You are viewing a plain text version of this content. The canonical link for it is here.
Posted to dev@subversion.apache.org by "B. Smith-Mannschott" <bs...@gmail.com> on 2009/04/19 17:55:26 UTC

[PATCH] #3404: string function to normalize eol-style

I've been reworking my patch for #3404 and the first piece is ready
for review, so I though I'd post it.

[[[
Issue #3404: Provide string function to normalize eol-style.

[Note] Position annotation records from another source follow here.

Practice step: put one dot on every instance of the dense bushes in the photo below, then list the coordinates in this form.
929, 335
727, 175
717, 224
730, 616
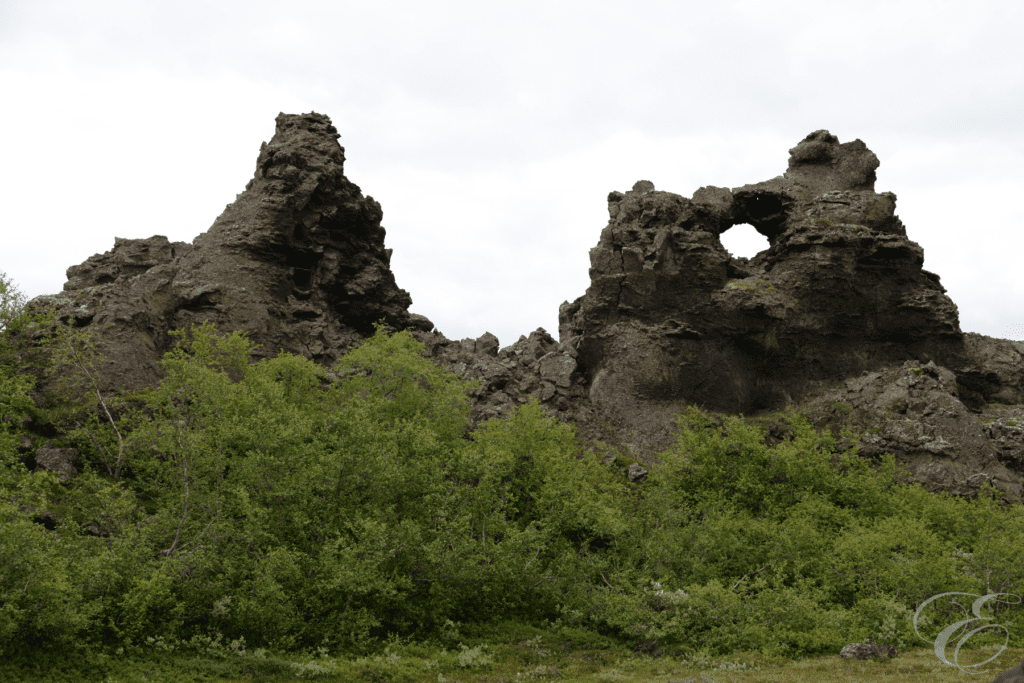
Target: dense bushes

* subversion/subversion/include/svn_string.h
  (svn_string_with_normalized_eol_style): new function
* subversion/libsvn_subr/svn_string.c
  (svn_string_with_normalized_eol_style): new function
]]]

Changes relative the corresponding part of my original patch:

* The static function svn_stringbuf_normalize_eol_style has been
folded into svn_string_with_normalized_eol_style(). This allows some
improvements:

- svn_stringbuf_normalize_eol_style no longer mistakenly uses the
public naming convention because it doesn't exist anymore.
- The use of a stringbuf intermediary between the two functions evaporates.
- We don't do as much needless copying. Previously we copied three
times, including the actual normalisation. Now we copy only once or
not at all.

* svn_string_with_normalized_eol_style now handles the rarer CR
eol-style convention in addition to LF and CRLF.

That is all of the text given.